Después de la burbuja

Alicia intentaba imaginarse cómo sería vivir de esa forma extraordinaria, pero la idea la dejaba perpleja…

LEWIS CARROLL

 

Cuando leí El niño en la burbuja (Gente Nueva, 2018), de Leonel Daimel García, no me sentí defraudado ni desmotivado. Todo lo contrario. Con cada párrafo leído quería seguir descubriendo qué nuevas referencias históricas y bibliográficas evocaba ese volumen.

Es una historia para leerse de un tirón sin importar edades. La buena literatura no es ajena a la exquisita lectura. Y se agradece. Aunque nada nuevo hay bajo este sol.

Sí, las referencias casi exactas a la inolvidable Alicia en el país de las maravillas (1865) de Lewis Caroll no me desanimaron y la lectura se me volvió casi el juego de saber cómo Leonel se desprende, línea a línea, de esta influencia.

Sí, los fantasmas eruditos de El principio (1943) de Antoine de Saint-Exupéry, me obligaron a recordarlo con cada enseñanza ofrecida a Ye, protagonista de la burbuja.
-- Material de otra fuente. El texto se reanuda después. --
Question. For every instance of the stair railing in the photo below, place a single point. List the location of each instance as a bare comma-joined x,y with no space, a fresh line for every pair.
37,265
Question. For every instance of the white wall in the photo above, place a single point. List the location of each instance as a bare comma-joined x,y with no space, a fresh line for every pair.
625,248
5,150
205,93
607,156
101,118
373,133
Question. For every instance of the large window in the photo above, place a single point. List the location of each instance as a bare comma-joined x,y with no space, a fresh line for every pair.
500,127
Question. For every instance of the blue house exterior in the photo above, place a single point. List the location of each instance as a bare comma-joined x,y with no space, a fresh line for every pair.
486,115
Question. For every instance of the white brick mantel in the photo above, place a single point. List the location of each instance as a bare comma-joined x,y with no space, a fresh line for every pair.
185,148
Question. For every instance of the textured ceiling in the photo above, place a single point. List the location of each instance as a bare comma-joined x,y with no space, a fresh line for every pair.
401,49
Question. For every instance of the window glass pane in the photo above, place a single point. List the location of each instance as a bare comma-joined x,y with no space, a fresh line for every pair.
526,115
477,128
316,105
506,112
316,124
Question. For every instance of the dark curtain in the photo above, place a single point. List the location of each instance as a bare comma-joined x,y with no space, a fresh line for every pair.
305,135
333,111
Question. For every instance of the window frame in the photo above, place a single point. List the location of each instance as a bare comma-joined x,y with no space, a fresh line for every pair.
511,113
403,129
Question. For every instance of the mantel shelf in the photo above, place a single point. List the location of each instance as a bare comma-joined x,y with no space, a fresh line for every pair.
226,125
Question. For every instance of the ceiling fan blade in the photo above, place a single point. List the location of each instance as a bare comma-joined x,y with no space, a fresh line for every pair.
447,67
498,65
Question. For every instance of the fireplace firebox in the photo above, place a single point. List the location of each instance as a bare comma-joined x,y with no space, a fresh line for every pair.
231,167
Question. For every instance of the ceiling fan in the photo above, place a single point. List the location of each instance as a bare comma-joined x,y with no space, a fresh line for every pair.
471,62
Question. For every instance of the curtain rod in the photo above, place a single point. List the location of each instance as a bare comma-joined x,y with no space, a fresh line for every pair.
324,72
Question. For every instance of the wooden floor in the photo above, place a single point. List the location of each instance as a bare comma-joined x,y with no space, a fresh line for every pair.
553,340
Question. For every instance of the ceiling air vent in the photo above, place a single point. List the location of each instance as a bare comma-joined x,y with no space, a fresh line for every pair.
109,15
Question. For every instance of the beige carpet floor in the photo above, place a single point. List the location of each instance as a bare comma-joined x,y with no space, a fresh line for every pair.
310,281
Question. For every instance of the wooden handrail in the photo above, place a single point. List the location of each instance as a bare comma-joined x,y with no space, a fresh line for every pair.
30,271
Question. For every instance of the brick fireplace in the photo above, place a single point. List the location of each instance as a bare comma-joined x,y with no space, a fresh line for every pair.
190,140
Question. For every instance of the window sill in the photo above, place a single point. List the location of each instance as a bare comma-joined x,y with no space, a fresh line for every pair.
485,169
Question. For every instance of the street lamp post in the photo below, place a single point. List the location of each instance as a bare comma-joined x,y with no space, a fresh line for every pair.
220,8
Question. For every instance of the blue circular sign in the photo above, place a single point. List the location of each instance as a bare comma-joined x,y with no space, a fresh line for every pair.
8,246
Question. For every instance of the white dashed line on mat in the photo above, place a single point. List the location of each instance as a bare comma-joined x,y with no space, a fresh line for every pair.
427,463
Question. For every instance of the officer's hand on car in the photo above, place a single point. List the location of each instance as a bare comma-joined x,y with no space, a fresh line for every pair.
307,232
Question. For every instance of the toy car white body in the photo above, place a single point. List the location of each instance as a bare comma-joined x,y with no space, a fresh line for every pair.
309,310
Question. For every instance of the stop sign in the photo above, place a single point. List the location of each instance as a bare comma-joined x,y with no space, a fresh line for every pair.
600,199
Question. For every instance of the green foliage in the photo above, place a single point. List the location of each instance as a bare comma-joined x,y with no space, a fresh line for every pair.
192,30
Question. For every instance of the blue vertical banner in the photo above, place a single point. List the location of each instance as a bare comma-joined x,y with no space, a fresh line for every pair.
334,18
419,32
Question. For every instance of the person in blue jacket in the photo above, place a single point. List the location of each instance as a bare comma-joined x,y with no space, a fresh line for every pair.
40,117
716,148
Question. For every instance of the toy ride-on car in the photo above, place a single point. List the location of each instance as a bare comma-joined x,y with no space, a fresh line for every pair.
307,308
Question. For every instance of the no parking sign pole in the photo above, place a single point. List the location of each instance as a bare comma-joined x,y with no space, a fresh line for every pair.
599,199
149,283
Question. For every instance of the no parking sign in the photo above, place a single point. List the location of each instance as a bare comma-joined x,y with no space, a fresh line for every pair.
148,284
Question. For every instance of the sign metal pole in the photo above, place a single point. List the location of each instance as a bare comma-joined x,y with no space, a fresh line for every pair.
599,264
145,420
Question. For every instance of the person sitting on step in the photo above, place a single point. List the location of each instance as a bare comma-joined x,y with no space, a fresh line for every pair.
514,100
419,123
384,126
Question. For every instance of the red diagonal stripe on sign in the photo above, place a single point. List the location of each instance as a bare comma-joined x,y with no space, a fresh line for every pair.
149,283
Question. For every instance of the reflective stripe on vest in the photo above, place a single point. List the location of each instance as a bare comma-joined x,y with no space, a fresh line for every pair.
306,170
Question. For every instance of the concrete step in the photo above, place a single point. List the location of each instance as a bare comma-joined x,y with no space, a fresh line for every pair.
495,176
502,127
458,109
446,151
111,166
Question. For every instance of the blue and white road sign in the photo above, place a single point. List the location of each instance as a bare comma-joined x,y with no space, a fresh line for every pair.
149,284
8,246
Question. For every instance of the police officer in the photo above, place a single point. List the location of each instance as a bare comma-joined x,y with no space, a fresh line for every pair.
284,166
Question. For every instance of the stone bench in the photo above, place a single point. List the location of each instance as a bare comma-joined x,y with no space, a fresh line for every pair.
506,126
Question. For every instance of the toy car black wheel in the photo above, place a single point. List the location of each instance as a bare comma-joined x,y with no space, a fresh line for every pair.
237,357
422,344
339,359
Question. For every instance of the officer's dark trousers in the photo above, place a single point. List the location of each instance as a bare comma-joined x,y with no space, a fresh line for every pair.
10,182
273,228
Pero de una manera asimilada, al hacerme llegar al final de la lectura casi sin darme cuenta, y para comprobar que la asimilación de las buenas ideas produce buenas ideas. Aunque no necesariamente.

Sí, desde su título me remití a la historia de David Vetter, el niño paciente de una enfermedad genética llamada Síndrome de Inmunodeficiencia Combinada Severa. Pasó toda su vida en una burbuja de plástico inmunizado construida por la NASA. Más quería saber los paralelismos entre David y el Ye, de Leonel.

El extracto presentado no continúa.